Earl Maggie Baby Wesley
Ray’s grandparents with their baby boy Wes who grew up to be Ray’s dad.

Ray sat at the feet of his father and grandfather as long as he could. Now he stands on their shoulders, as your children will stand on yours.

Grandchildren are the crown of old men, 
And the glory of sons is their fathers.
Proverbs 17:6

While Ray was growing up in Columbia, reading the great books his daddy recommended and soaking up Civil War history from his grandfather, I was growing up sixty-six miles away in Ashland City, where my daddy was making sure my brother and I experienced history.

SCAN0127
Daddy while he was in the Army, c. 1953. 
Mother, Daddy, Me
Daddy, Mother, and I celebrate Christmas at his parents’ house in 1955.

My brother and I played often on the steps of Nashville’s full-size reproduction of the Greek Parthenon. Day outings in Nashville took us to the reconstructed Fort Nashborough, and to the Hermitage, home of President Andrew Jackson. On another day trip we went to Lincoln’s birthplace in Hodgenville, Kentucky.

On one of Daddy’s annual three-and-a-half-day vacations from work, we went to St. Augustine, Florida, America’s oldest city founded by Europeans. Another year we went to Fort Sumter, South Carolina, where soldiers fired the first shots of the Civil War.

My maternal grandfather once told me that our ancestors wore skirts. I feel sure he was talking about Scottish kilts. He often sang old tunes and now I’m sorry I didn’t ask him about them. They sounded like they came from the old country. My paternal grandfather Daddy Leland told me about his ancestor who lived in a cave in Nashville. I later learned that he was Timothy Demonbreun, a French Canadian fur trader who fought in the American Revolution. He was the first man of European descent to live in the area.

Daddy Leland
Daddy Leland in the 1960s.

Ray and I know that we stand on the shoulders of our daddies and granddaddies and we both miss sitting at their feet. They planted seeds in our hearts as we were growing up. You are planting seeds in your children’s hearts every day.

Now He who supplies seed to the sower and bread for food
will supply and multiply your seed for sowing
and increase the harvest of your righteousness.
2 Corinthians 9: 10

Ray and I not only enjoy history, we are passionate about writing history for children. We are convinced that implanting stories from the past into the hearts and minds of children is imperative. The fact that history involves the past is obvious. Perhaps it is not as obvious that learning about history in the present is essential preparation for our children’s futures.

I recently mentioned the Wright Brothers in a conversation with a woman who works in a responsible position in an area business. She admitted that she didn’t know who they were. I told her that they invented the airplane. She told me that she wasn’t interested in history but that her husband was.

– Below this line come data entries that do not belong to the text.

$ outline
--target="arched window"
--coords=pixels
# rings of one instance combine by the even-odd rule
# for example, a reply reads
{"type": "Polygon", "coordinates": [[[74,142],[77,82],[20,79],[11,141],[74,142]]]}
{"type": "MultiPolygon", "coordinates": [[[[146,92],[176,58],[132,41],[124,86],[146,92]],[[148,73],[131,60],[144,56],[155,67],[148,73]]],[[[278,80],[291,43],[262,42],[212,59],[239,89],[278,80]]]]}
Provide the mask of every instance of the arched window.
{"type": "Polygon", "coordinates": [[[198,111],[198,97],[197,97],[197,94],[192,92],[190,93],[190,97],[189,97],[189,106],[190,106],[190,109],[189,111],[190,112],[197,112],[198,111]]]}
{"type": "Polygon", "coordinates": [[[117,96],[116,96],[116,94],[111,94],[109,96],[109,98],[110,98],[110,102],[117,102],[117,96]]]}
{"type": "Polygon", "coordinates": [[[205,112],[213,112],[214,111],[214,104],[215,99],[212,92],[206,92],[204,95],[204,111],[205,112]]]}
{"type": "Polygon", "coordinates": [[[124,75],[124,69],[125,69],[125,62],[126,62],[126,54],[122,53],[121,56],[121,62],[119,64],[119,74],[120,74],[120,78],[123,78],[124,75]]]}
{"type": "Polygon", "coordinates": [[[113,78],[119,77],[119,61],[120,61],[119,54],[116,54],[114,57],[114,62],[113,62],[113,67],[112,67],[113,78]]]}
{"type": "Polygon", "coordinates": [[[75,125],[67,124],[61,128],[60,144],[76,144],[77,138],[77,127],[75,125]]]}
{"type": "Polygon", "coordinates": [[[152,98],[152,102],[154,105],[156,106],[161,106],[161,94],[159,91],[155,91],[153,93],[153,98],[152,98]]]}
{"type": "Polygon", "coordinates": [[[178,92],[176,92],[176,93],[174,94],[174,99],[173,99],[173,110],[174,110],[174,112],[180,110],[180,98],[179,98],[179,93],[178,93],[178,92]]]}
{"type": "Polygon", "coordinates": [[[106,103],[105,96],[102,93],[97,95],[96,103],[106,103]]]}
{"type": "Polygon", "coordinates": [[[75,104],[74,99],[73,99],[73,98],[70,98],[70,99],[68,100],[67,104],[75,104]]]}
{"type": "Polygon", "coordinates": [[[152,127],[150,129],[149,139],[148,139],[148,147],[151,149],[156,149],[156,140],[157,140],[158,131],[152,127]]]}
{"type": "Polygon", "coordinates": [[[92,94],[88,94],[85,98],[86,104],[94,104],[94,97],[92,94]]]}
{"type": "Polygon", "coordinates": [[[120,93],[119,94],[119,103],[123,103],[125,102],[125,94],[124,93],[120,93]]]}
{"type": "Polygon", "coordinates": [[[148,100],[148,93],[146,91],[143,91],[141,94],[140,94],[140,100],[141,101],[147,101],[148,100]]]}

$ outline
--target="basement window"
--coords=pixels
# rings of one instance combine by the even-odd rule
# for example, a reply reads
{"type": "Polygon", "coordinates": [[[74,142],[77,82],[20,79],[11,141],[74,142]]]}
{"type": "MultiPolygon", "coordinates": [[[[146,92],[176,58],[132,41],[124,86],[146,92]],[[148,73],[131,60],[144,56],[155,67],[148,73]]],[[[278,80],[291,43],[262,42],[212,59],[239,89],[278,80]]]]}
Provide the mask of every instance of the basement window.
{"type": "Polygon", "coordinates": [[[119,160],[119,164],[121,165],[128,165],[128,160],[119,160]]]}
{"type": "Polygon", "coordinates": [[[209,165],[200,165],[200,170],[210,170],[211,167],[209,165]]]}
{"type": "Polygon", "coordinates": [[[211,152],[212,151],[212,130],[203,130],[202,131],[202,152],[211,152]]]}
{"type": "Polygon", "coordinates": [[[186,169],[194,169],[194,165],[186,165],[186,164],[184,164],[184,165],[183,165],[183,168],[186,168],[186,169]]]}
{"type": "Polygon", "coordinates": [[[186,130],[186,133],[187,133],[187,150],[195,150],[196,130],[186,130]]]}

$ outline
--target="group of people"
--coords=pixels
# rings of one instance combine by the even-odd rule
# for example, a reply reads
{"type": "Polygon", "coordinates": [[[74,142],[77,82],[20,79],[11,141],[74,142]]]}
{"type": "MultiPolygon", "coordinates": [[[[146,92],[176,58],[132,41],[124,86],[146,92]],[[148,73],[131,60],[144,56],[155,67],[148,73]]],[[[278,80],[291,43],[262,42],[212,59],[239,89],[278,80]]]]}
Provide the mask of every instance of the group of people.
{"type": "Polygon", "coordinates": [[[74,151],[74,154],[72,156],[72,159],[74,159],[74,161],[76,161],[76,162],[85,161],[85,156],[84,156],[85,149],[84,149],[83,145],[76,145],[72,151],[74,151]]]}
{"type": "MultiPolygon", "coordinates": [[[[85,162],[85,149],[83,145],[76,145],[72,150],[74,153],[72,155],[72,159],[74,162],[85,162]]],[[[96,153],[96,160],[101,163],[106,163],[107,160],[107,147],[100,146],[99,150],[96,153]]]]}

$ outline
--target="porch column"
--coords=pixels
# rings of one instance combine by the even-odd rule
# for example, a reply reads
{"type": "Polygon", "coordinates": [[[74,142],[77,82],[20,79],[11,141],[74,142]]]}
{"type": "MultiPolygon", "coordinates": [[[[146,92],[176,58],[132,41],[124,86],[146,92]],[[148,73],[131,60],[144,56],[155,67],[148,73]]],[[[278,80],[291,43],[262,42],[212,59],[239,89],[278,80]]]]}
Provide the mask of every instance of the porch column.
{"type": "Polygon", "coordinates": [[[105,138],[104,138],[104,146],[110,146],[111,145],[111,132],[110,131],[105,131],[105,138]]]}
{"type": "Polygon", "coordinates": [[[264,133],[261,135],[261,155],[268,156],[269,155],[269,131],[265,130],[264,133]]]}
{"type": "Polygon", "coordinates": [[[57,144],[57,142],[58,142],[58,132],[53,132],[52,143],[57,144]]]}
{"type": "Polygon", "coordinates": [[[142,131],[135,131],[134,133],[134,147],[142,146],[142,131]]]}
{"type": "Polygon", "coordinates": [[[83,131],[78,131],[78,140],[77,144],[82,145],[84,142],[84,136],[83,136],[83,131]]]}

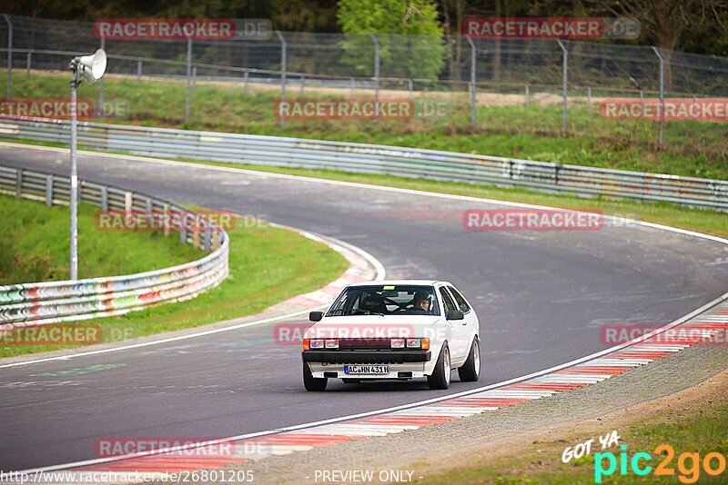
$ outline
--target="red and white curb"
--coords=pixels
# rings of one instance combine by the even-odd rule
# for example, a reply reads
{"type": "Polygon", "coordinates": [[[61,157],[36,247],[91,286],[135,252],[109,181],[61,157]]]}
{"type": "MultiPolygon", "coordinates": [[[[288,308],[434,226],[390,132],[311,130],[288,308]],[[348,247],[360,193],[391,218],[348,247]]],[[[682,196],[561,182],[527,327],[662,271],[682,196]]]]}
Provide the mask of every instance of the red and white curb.
{"type": "MultiPolygon", "coordinates": [[[[706,344],[703,342],[706,338],[727,330],[728,302],[723,301],[693,318],[682,319],[682,322],[673,322],[631,342],[599,352],[597,357],[591,360],[495,389],[461,392],[458,397],[448,397],[440,401],[430,400],[426,404],[410,408],[400,406],[396,411],[380,414],[372,412],[336,422],[301,425],[280,432],[258,433],[258,436],[240,440],[229,439],[235,443],[235,454],[229,457],[205,458],[197,455],[180,457],[178,454],[135,456],[66,469],[65,472],[83,478],[93,471],[110,471],[117,474],[140,471],[153,473],[154,480],[164,480],[168,479],[171,473],[215,469],[274,455],[286,455],[355,440],[417,430],[600,382],[630,369],[662,359],[685,347],[706,344]],[[664,336],[667,332],[671,332],[670,343],[659,343],[660,341],[655,340],[655,337],[661,334],[664,336]]],[[[118,478],[118,475],[116,478],[118,478]]],[[[136,481],[129,480],[126,482],[136,481]]]]}

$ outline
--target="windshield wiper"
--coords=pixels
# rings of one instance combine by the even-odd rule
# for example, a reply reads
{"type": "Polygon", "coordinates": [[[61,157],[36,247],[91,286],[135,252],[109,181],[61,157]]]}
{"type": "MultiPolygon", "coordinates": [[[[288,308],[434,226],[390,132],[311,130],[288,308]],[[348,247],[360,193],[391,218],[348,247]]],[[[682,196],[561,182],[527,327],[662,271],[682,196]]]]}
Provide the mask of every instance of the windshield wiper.
{"type": "Polygon", "coordinates": [[[380,313],[380,312],[374,312],[373,310],[365,310],[365,309],[363,309],[363,308],[358,308],[357,310],[354,310],[354,311],[351,312],[351,314],[352,314],[352,315],[356,315],[356,314],[359,314],[359,312],[367,312],[367,313],[369,313],[369,315],[379,315],[380,317],[383,317],[383,316],[384,316],[384,313],[380,313]]]}

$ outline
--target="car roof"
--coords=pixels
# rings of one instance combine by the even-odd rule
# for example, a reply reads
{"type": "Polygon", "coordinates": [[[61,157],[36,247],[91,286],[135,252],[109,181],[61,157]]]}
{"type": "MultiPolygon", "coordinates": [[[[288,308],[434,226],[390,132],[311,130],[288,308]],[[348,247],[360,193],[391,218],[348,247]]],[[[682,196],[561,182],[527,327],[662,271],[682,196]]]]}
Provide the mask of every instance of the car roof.
{"type": "Polygon", "coordinates": [[[448,282],[442,282],[440,280],[382,280],[379,282],[355,282],[351,283],[349,286],[372,286],[372,285],[416,285],[416,286],[434,286],[438,283],[443,284],[450,284],[452,283],[448,282]]]}

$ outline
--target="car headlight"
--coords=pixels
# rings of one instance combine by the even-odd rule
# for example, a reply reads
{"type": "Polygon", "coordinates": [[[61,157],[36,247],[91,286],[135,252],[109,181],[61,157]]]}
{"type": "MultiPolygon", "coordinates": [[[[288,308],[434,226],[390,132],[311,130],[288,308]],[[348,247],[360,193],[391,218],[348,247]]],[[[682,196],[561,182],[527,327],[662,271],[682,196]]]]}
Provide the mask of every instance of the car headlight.
{"type": "Polygon", "coordinates": [[[327,349],[339,349],[339,339],[328,339],[326,341],[327,349]]]}
{"type": "Polygon", "coordinates": [[[408,349],[419,349],[420,348],[420,339],[407,339],[407,348],[408,349]]]}
{"type": "Polygon", "coordinates": [[[404,349],[405,339],[392,339],[389,341],[389,347],[392,349],[404,349]]]}

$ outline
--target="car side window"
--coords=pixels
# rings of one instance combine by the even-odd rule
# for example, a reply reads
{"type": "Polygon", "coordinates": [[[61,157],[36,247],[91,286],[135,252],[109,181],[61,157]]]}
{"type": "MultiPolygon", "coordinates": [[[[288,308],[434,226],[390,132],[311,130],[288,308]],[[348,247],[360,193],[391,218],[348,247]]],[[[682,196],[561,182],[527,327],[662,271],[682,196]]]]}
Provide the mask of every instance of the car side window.
{"type": "Polygon", "coordinates": [[[450,298],[450,294],[444,290],[444,288],[440,287],[440,297],[442,298],[442,302],[445,303],[445,312],[458,310],[458,307],[455,306],[455,302],[452,301],[452,298],[450,298]]]}
{"type": "Polygon", "coordinates": [[[450,290],[452,298],[455,299],[455,302],[460,307],[460,310],[462,311],[463,313],[467,313],[468,312],[470,311],[470,307],[468,304],[468,302],[455,288],[453,288],[452,286],[448,286],[448,290],[450,290]]]}

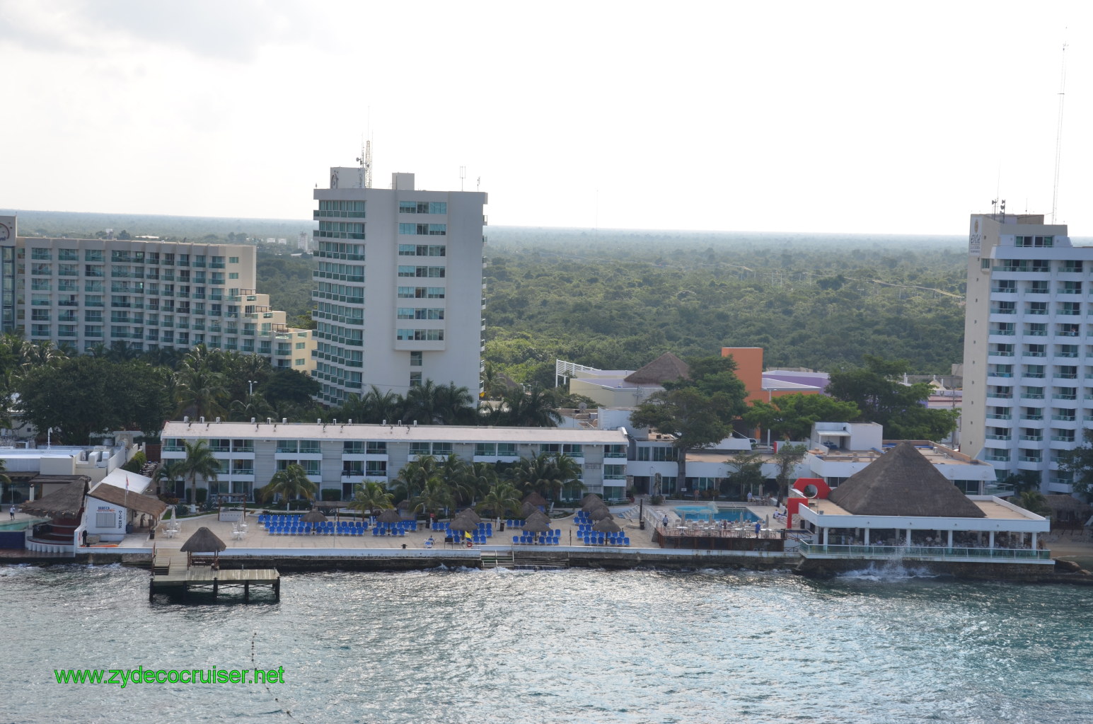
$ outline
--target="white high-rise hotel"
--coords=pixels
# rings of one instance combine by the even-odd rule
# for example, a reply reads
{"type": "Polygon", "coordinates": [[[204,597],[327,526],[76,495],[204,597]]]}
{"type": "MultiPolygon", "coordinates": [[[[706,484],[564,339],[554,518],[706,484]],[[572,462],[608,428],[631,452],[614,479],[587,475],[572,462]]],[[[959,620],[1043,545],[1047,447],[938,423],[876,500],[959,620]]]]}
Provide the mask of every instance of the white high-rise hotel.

I don’t believe that people have the luxury of not paying attention to history. The subject is too vital. People who do not know history don’t know that the way things are right now are not the way they have always been. That can be dangerous. People who don’t know history have no context to understand the world. As a professor told Ray one time, “If you don’t know history, you don’t know who you are.”

Stories about how people lived out their faith fill the pages of Scripture. We can learn about people of faith in more recent history, too. When children learn that President Eisenhower worked to add “under God” to the Pledge of Allegiance and that President Theodore Roosevelt read the Bible every day when he explored the Maine countryside as a young man, they learn that powerful people in history have honored God. When they notice God is rarely mentioned in popular culture except as a casual interjection, they can realize that this has not always been the case.

In 1995 Thomas Cahill published How the Irish Saved Civilization. It tells how Irish monks and scribes preserved the documents of western civilization between the fall of Rome and the beginning of the Middle Ages. I believe that a thorough knowledge of history will prepare homeschooled children to play a vital role in preserving our most precious values in the future.

The mind of the prudent acquires knowledge,
And the ear of the wise seeks knowledge.